HiAP is simply the acknowledgement that virtually all policies, programs and services put in place that affect the community as a whole likely will have an impact on the health of the community and its constituents.
It is obvious that policies, programs and services put into place relating to the health care and public health systems have (or hope to have) a direct impact on health. It is also obvious that many other community services that are put in place to serve society’s interest in maintaining and improving the well-being of the community also have a direct or indirect impact on health.
Examples include law enforcement, fire and rescue services, waste and sewage management, regulatory programs that monitor air quality and food safety, the design of consumer products, traffic control, etc.
Not so obvious is that yet other sectors put in place policies, programs or services that have a direct or indirect impact on the community’s health. Here, examples include:
* Agricultural policy (what foods are grown, how and where they are grown, and whether they are subsidized);
* Transportation policy (where and how roads are built, how fast automobiles are allowed to travel on the roads, what other vehicles share right-of-way on the roads, who has access to public transportation and how much it costs);
* Education policy (requiring immunization prior to school entry, providing healthful foods in the school cafeteria); and
* Zoning policy (where commercial and industrial enterprises are located relative to residential areas, where critical community services like hospitals and schools are located).

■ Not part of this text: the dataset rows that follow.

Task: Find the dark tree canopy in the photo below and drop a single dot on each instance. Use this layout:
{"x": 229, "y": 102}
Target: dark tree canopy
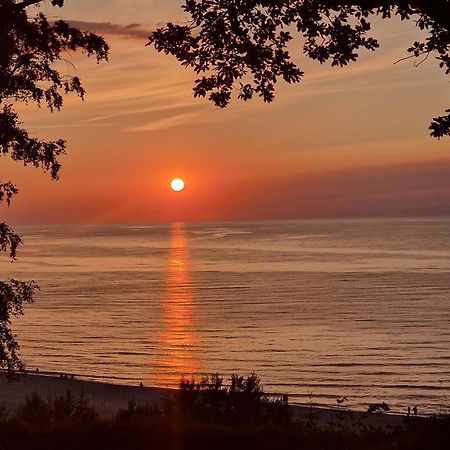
{"x": 30, "y": 48}
{"x": 243, "y": 44}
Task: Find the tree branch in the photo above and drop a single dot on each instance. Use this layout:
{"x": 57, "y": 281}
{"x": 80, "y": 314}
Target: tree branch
{"x": 25, "y": 3}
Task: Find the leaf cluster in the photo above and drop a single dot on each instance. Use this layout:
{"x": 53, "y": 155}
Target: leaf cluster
{"x": 31, "y": 49}
{"x": 246, "y": 44}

Health in All Policies has significant implications for the practice of public health. The public health process typically involves the identification and diagnosis of an acute or chronic health condition or threat to the community (e.g., rising levels of obesity or an outbreak of influenza in the community); the development and implementation of a plan to address the condition or threat, which may involve mobilizing health care (e.g., medications) or preventative health (e.g., immunizations) interventions; and the ongoing monitoring of the condition or threat with an eye to ensuring that everyone is benefiting from the plan that’s been put into place and that the impact of the condition or threat on the community has been reduced or eliminated.
This process by its nature focuses on health conditions or outcomes (e.g., deaths from heart disease or HIV/AIDS) and/or risk factors for those conditions or outcomes (e.g., smoking, unhealthy diet, and physical inactivity) that lead to the development of programs that are focused on those conditions or threats, funded and carried out by public health entities or agencies at the appropriate jurisdictional level depending on the scope of the condition or threat.

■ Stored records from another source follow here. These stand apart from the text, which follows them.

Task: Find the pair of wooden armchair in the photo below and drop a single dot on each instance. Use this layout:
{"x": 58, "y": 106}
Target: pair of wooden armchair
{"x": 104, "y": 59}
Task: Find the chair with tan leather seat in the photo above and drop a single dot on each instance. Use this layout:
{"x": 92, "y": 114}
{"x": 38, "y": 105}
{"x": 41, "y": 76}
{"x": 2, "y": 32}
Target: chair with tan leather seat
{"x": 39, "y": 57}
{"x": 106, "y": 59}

Through a HiAP approach, we acknowledge that there are social factors (e.g., poverty, unemployment rate) and environmental factors (e.g., access to parks and transportation, community safety) that play a powerful role in determining the degree of likelihood of citizen exposure to an environmental threat or in influencing human behavior.
These social and environmental factors or determinants of health are frequently the result of a broad range of policy decisions, programs or services that have been put into place by many different sectors of the community.
This acknowledgement of the health impact of a broad range of social and environmental health determinants leads to an expanded role for public health. Public health leaders must educate the community about the role of social and environmental factors in determining the health of the community and must bring partners in those various community sectors to the table to develop processes for systematically assessing the health impact of policies, programs and services being considered prior to their being implemented. When these assessments are done formally, we call them environmental impact or health impact assessments.
All sectors of the community need to be made aware of the potential health impact of the policies, programs and services they put into place and evaluate every policy they are considering putting into place through a health lens.
The ultimate goal of a Health in All Policies approach to health, however, is not simply the avoidance of unintended health consequences of policies, programs or services being considered or implemented. Rather, the ultimate goal is for every community sector to be aware of and acknowledge the potential health impact of everything they do, and to adopt as part of its core mission the maintenance and improvement of the health of the community.
— Mark B. Horton, M.D., MSPH, is the state public health officer in the California Department of Public Health.